Il y a une tapisserie à fleur dans la cuisine. Marron. Des petits carreaux de carrelages blanc avec des petits carreaux rouilles tous petits au milieu. Des carrelages en ciment noir et blanc au sol. Il y a 5 poubelles. Et des bocaux dans l’armoire. Il y a Henri. Henri, il habite toute la cuisine. Henri il aime tellement la vie qu’il en peut plus d’la vie. Il aime tellement les gens qu’il en peut plus des gens. Il parle, il parle, il parle du forgeron, de la boule lyonnaise, des vrais gens qui vont dans les usines, et puis d’avant quand on s’habillait bien. D’être artisan.
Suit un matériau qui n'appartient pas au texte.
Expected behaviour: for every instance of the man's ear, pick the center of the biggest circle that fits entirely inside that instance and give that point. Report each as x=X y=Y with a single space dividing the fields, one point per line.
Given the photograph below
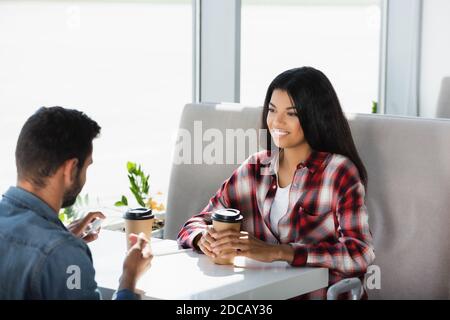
x=70 y=171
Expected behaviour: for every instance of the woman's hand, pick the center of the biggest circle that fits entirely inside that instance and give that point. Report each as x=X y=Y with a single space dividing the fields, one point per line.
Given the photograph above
x=242 y=244
x=78 y=227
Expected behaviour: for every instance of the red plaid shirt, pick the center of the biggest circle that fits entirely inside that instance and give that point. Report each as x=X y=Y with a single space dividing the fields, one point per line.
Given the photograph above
x=326 y=222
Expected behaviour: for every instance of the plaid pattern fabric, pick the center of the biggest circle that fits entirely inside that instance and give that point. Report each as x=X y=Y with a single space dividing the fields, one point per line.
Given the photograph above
x=326 y=222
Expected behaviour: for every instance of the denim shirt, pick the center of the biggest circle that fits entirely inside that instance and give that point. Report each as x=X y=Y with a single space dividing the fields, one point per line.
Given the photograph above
x=39 y=257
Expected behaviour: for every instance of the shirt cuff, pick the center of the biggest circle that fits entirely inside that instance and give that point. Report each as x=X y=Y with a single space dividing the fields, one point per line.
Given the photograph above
x=125 y=294
x=190 y=240
x=300 y=256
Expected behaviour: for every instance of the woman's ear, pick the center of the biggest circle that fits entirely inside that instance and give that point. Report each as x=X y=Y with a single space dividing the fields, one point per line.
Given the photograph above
x=70 y=171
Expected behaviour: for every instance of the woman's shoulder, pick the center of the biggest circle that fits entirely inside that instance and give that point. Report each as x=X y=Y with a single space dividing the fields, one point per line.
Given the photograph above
x=259 y=158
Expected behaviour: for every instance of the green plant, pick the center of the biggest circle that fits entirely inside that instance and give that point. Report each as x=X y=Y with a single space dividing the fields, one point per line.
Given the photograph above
x=140 y=188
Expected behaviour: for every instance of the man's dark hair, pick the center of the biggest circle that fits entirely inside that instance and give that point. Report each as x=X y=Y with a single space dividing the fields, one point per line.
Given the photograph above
x=50 y=137
x=319 y=111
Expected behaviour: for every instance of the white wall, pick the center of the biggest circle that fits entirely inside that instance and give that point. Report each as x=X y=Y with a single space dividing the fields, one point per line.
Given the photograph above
x=435 y=65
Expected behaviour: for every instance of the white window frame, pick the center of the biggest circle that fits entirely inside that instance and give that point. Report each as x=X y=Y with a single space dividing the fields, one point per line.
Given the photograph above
x=216 y=65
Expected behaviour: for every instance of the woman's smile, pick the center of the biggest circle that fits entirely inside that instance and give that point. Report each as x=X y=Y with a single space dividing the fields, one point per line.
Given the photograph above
x=279 y=133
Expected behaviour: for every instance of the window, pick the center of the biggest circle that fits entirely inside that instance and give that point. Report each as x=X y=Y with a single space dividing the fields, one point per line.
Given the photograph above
x=128 y=65
x=339 y=37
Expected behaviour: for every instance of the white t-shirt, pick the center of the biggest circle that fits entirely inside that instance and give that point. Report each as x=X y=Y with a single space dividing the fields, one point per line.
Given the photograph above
x=280 y=203
x=279 y=207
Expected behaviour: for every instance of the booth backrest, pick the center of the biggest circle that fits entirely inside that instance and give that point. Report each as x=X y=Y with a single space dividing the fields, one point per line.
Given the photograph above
x=408 y=196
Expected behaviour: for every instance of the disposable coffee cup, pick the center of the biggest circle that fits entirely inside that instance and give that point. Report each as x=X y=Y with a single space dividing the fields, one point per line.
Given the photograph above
x=138 y=220
x=226 y=219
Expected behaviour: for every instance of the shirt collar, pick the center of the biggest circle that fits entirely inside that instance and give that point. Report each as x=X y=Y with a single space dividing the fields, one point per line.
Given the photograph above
x=313 y=162
x=30 y=201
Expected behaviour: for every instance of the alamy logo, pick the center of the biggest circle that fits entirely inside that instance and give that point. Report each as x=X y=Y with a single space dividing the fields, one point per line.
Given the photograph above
x=74 y=280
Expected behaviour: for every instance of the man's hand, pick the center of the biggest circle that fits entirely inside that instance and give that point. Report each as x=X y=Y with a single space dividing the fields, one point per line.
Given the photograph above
x=78 y=227
x=137 y=261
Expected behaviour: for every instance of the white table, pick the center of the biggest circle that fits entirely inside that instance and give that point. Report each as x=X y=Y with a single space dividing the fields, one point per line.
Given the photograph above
x=188 y=275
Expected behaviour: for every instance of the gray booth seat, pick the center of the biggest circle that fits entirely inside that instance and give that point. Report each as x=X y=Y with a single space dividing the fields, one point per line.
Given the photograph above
x=408 y=196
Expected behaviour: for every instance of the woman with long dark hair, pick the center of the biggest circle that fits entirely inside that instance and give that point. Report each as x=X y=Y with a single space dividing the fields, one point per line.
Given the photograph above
x=302 y=198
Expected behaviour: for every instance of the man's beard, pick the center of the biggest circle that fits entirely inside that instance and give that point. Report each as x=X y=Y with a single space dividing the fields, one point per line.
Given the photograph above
x=70 y=196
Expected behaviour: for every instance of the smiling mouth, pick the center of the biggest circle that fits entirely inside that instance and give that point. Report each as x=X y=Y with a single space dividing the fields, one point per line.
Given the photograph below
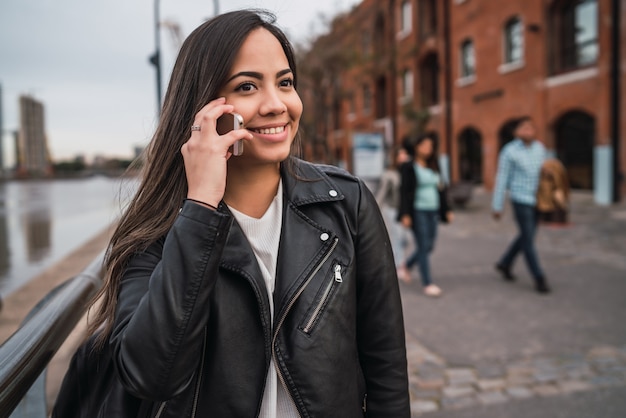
x=269 y=131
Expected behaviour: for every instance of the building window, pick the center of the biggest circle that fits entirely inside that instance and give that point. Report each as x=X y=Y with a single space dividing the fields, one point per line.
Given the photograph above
x=513 y=41
x=381 y=97
x=574 y=26
x=405 y=17
x=407 y=84
x=429 y=76
x=427 y=18
x=366 y=42
x=468 y=59
x=367 y=99
x=379 y=35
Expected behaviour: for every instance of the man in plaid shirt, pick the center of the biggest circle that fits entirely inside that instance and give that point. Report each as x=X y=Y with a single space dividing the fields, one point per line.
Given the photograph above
x=519 y=167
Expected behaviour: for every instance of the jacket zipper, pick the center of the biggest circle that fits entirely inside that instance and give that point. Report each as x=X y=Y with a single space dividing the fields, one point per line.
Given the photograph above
x=160 y=410
x=197 y=394
x=284 y=315
x=336 y=279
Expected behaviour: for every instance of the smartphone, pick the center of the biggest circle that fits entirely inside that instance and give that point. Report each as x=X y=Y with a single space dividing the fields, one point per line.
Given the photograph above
x=228 y=122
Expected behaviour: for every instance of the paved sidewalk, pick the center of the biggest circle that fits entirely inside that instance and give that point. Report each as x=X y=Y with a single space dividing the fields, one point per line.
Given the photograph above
x=489 y=348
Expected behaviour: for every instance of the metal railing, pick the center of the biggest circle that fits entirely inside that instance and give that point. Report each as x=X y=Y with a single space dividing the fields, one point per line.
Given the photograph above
x=26 y=354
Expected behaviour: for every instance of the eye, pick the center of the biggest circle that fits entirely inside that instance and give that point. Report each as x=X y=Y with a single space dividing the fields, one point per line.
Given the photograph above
x=246 y=87
x=287 y=82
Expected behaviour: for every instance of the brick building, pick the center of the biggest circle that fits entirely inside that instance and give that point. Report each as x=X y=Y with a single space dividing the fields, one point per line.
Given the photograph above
x=464 y=70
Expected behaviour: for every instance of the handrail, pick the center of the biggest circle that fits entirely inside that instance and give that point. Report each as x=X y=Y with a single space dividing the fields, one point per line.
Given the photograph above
x=26 y=354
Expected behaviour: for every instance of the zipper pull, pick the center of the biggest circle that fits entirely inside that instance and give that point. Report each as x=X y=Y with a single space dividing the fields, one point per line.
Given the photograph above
x=338 y=277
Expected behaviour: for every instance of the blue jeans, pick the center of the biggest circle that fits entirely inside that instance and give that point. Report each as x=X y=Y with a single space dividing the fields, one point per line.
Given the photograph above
x=526 y=218
x=425 y=231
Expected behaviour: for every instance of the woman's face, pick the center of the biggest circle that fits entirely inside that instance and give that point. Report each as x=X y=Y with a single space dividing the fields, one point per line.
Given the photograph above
x=260 y=87
x=424 y=149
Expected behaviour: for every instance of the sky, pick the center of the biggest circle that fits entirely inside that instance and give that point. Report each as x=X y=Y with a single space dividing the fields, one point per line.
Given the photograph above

Il y a le ruban du cimetière aux mouches accroché sur la lampe. Une table rouge en formica. Pis du blanc pour le passant. Il y a plein de gamelles pour Jo, par terre. Aussi pour le chat. Et puis il y a le Puy des fous. Et plus le droit de faire une lecture dans son jardin. Un bidon de 4 litres d’huile d’olive. 3 Kg de riz. Le frigo derrière la porte. Les tomates du jardin et le sirop de mûre-sureau.

Et puis il y a Henri.

Henri, il habite toute la cuisine. Henri, il aime tellement la vie qu’il en peut plus d’la vie. Il aime tellement les gens qu’il en peut plus des gens. Et des yeux du chien quand il est resté seul trop longtemps.

Henri il parle, il parle, il parle des tomates et du temps d’avant et de quand on pouvait s’aimer à tord et à travers et pis se prendre dans les bras. Pis dans Henri y a ses yeux qui se mouillent tous seuls tout le temps. Pis tant d’humanité que c’est pas lui qui est dans le monde : c’est le monde entier qui est dedans lui.